Dodany: 30.11.2012 21:50|Autor: AnnRK

Mamutka


11 kwietnia 1983 roku Eva Khatchadourian urodziła syna, Kevina.
8 kwietnia 1999 roku Kevin zabił dziewięć osób uwięzionych w szkolnej sali gimnastycznej.
8 listopada 2000 roku Eva napisała pierwszy z wielu listów do męża, szczerych, bolesnych, odsłaniających uczucia kobiety, która wydała na świat mordercę.

Eva bała się późnego macierzyństwa. Miała własną, świetnie prosperującą firmę i zorientowana była raczej na robienie kariery niż zmienianie pieluch czy zabawę klockami. "Zanim zaszłam w ciążę, moje wizje wychowywania dziecka - czytanie bajek, uśmieszki przed snem, karmienie - wyglądały jak obrazy kogoś innego. Obawiałam się konfrontacji z moją zimną naturą, egoizmem i brakiem hojności, grubą i niezniszczalną ścianą mojego własnego rozgoryczenia. Byłam śmiertelnie przerażona tym, że mogę zostać bezpowrotnie uwięziona w czyimś życiu"[1]. Eva szczerze pisze o swoich obawach, wątpliwościach, a nawet nienawiści do jeszcze nienarodzonego dziecka. I o tym, co przeżywała, gdy Kevin dorastał.

Próżno było szukać w oczach małego chłopca tego uwielbienia dla swej mamy, mamusi, mamulki, tego ciepłego uśmiechu, jakim dzieci w podobnym wieku obdarzają swoje rodzicielki. Eva zrezygnowała z pracy, chcąc cały wolny czas poświęcić pierworodnemu. Jeśli liczyła na wdzięczność, srodze się zawiodła. Wychowany w dostatku Kevin nie pragnął niczego. Za nic miał drogie zabawki, nie cieszył się z kolejnych prezentów. "Durne" to jedno z najczęstszych określeń tego, co go otaczało.

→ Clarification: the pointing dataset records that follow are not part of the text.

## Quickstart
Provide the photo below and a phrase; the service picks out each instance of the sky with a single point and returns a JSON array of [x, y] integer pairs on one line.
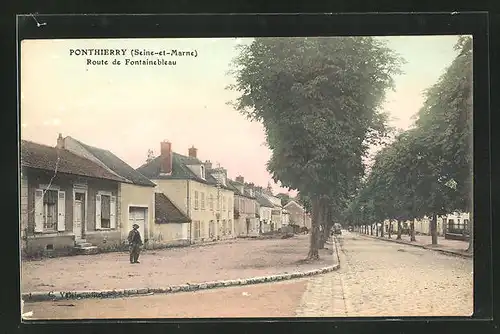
[[129, 109]]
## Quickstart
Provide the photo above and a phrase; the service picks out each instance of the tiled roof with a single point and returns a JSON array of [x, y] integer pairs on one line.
[[168, 212], [234, 186], [44, 157], [263, 201], [119, 166], [179, 170]]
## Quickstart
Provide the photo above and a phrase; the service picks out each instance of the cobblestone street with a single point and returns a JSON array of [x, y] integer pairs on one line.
[[240, 258], [376, 278]]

Dziwną radość czerpał z niszczenia szczęścia innych. A gnębienie matki - czy "mamutki", jak lubił ją nazywać - zdawało się nieustającym źródłem jego satysfakcji. Zupełnie inaczej zachowywał się przy rozpieszczającym go ojcu. Czas jednak pokazał, że pozornie idealne relacje na linii ojciec - syn były tylko przykrywką dla prawdziwych uczuć Kevina. Jednak do pewnego momentu przy tacie chłopiec zachowywał się jak mały aniołek, całą swoją złość wyładowując na mamie.

Ciężkim dzieciństwem tłumaczymy wiele dorosłych błędów. Czy pobłażliwy ojciec i zdystansowana matka mogą cokolwiek usprawiedliwiać? Zabrakło miłości? Ciepła? Jak wytłumaczyć trudny charakter chłopca? Skąd w nim tyle złości, taka potrzeba duszenia cudzego szczęścia w zarodku? Czy można urodzić się złym? Czy matka powinna kochać bezwarunkowo? Pytania mogłabym mnożyć w nieskończoność. I równie długo szukać na nie odpowiedzi.

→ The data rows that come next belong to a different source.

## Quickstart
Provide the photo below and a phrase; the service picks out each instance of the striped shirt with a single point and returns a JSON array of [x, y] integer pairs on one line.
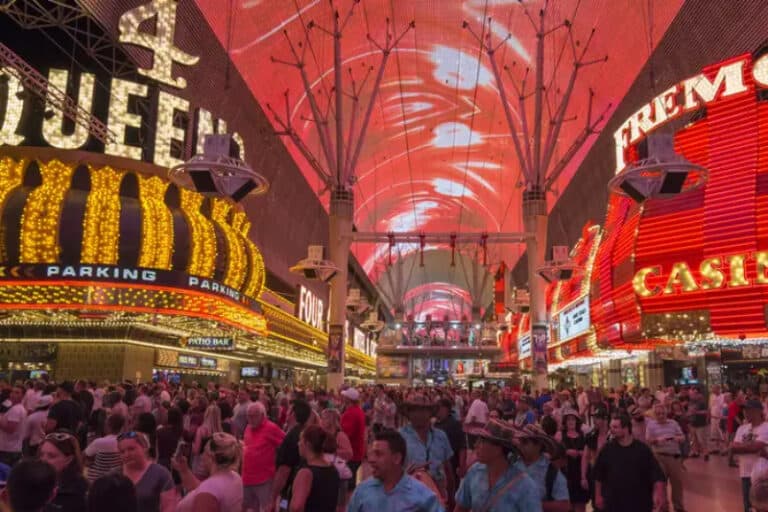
[[105, 455], [664, 432]]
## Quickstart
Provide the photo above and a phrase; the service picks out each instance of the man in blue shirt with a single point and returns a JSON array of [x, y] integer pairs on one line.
[[426, 444], [390, 489], [492, 484], [532, 442], [525, 415]]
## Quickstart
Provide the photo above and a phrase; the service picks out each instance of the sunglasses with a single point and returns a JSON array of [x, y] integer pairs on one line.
[[138, 436], [59, 436]]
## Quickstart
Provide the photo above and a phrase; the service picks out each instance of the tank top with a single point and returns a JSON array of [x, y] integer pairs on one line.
[[324, 494], [225, 486]]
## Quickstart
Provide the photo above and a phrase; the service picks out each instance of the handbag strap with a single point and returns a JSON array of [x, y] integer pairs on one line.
[[501, 492]]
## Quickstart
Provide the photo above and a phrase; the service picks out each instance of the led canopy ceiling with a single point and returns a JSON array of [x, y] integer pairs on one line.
[[437, 155]]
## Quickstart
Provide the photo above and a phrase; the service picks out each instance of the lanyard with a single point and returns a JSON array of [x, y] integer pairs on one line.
[[430, 439]]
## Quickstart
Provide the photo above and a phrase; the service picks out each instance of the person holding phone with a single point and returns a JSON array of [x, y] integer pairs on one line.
[[665, 436], [222, 491]]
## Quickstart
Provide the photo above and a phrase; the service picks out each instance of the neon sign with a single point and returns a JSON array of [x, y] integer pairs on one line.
[[310, 309], [686, 96], [711, 275], [121, 119]]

Pisząc do swego męża, Eva próbuje zrozumieć, jak doszło do tragedii. Wspomnienia przeplata opisami bieżących wydarzeń. Z łatką matki mordercy nie jest jej lekko. Krzywe, potępiające spojrzenia śledzą każdy jej ruch.

Czasami pisze o swoich wizytach w więzieniu. Kevin wydaje się dumny z tego, co zrobił. Czy żałuje? Tak. Nie wszystkich, którzy mieli zginąć, zdołał posłać na tamten świat. Genialny, dopracowany plan nie powiódł się w stu procentach. Tego żałuje. Ale jednak dokonał czegoś niezwykłego. Jest kimś niezwykłym. W więzieniu cieszy się szacunkiem. "Nie ma tu chłopaka, który nie chciałby zabić kilkudziesięciu swoich rówieśników. Każdego co rano nachodzą takie myśli, ale tylko ja miałem jaja, by zrobić to w prawdziwym życiu"[2].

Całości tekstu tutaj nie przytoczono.